March 1, 2012 by Carin
“I want the baby to go away” were the words Grace uttered last night while she was playing with her Dad and Myles. Myles at that moment was getting more attention and she didn’t like it. For the past two and a half years it has been all about her, even when Myles was born she was the one who could jump, run, talk and play while Myles first just laid there, then sat there. But now that he is crawling and starting to pull himself up, we are able to play and interact more with him and Grace is having a tough go of it. Another part of this is that we have to constantly remind her that she can’t pick Myles up, she can’t throw balls at him, she can’t be rough with him and on and on. A lot of cant’s right now until Myles is older and more mobile, stronger and agile. She wants to be a big sister and big girl by helping him out, but she just doesn’t understand that there are limits to her help due to her size and understanding of each situation.

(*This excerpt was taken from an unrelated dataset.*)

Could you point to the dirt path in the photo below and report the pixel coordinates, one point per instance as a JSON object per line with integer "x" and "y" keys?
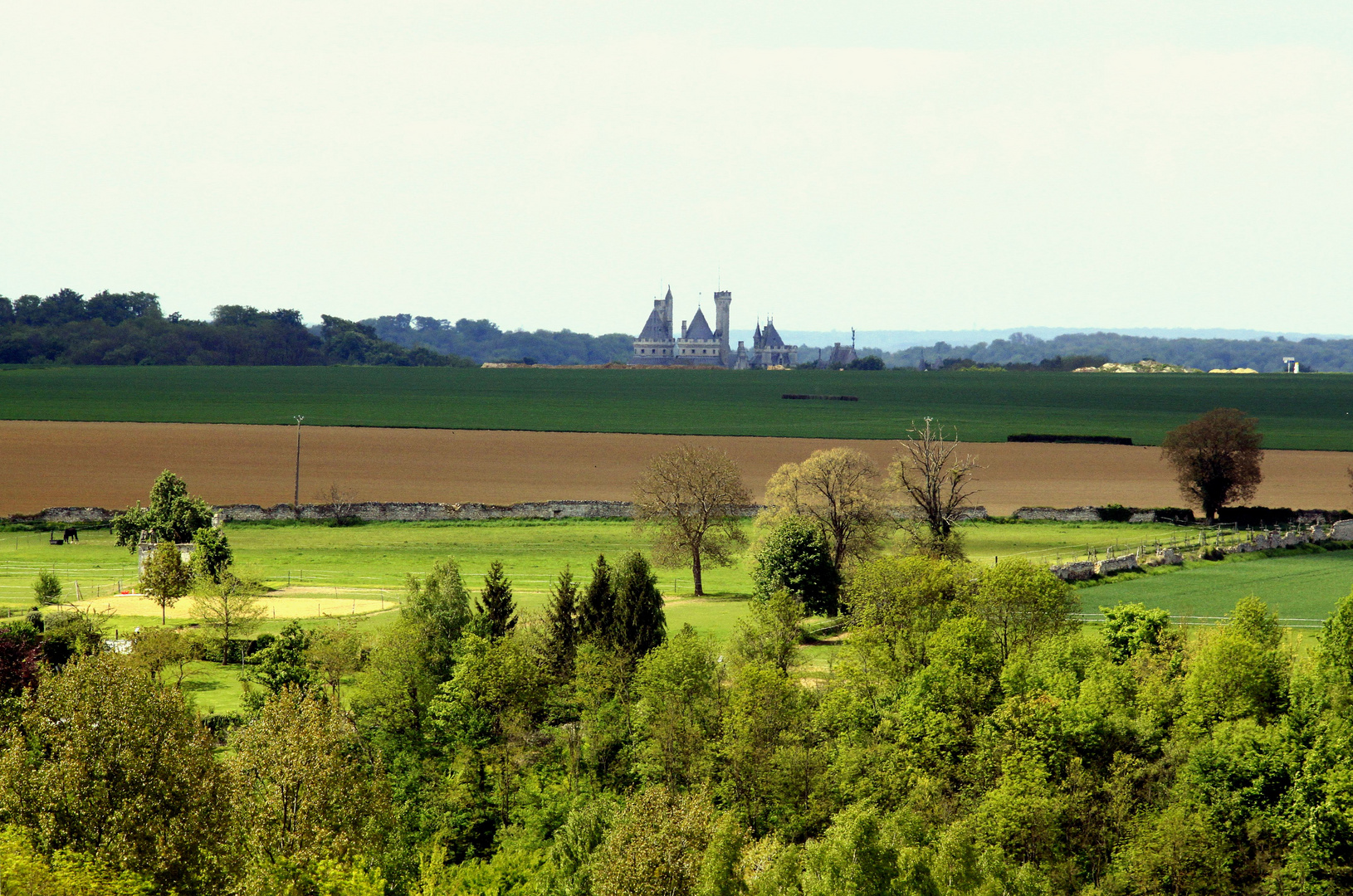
{"x": 51, "y": 464}
{"x": 275, "y": 606}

My husband and I talked about it as we were falling asleep last night. We really couldn’t come to a great way to approach the situation. Our approach to most things is consistency, consistency and more consistency. We are constantly trying to set limits and enforce them so even at almost 3 years old she know what we expect of her: i.e no hitting your brother, no knocking him over, sharing, ect. We also try to give each child equal attention as best we can, but sometimes it can be really difficult. Myles requires more attention while playing because he can and will get into as much as possible which can be safe or unsafe. Grace will sit down for 30 mins and do art alone though she always asks for us to do it with her which results in us saying we can’t because we have to watch Myles. My heart does ache because I can only imagine what she is thinking and feeling when she sees him getting so much attention.
My husband does make a point of setting time aside each night after Myles goes to bed to play games, be silly and read books and during the day while Myles naps, I make a point of doing art, baking cookies or reading books with her. But to a 3 year old that is long forgotten when you little brother is getting more attention during a point in the day and you are not. I know this soon will pass as the little guy is able to walk and run. They will be able to more things together such as jump on Dad and play at the park. But for now it needs to be more about Myles and keeping him entertained and safe.

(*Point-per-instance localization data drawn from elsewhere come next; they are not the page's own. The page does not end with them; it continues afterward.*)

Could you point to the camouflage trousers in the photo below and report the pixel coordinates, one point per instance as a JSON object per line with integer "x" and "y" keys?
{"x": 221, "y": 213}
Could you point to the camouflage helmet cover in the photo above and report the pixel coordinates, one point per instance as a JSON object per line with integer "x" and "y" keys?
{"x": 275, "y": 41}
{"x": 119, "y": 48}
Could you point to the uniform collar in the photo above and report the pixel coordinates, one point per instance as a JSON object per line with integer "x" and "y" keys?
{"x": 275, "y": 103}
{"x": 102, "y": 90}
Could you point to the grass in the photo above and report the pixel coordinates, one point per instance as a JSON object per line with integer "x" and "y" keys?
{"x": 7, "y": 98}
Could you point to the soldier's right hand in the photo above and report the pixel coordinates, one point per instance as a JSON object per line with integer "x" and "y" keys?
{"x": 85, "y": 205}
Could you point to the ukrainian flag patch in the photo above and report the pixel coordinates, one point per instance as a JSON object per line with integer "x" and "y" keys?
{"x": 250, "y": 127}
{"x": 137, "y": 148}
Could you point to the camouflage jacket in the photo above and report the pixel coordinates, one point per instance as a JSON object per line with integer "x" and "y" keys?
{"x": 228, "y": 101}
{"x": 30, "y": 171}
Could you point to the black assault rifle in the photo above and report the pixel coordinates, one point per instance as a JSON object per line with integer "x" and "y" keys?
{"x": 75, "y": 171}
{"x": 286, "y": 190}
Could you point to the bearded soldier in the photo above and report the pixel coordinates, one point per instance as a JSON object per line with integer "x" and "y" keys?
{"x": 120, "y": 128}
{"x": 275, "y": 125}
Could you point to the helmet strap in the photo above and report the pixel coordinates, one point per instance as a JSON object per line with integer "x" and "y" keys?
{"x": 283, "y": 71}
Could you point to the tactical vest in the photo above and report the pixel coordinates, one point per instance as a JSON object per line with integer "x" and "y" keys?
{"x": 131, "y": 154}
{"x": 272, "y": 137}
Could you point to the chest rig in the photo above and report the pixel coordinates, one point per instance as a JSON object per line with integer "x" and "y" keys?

As a parent you try really hard to make sure each child feels loved. Sometimes you feel like you are failing. We try really hard to make sure Grace knows she is loved just as much as her little brother, but when she says “I want the baby to go away” we can’t help but feel we aren’t doing something right. Her feelings at that moment were probably normal, but it didn’t make us feel any better. But in the long run, we hope having a little brother will be a blessing rather than a curse. She will learn to share attention, toys, love and affection, all valuable skills as she grows into a girl, teen and woman. She doesn’t know it yet, but having a sibling may be one of the best things for her! As her parents, we just need to remind ourselves of this and know her feelings are those of an almost 3 year old and they are bound to change in an instant.
Ever had a similar situation? How did you handle it?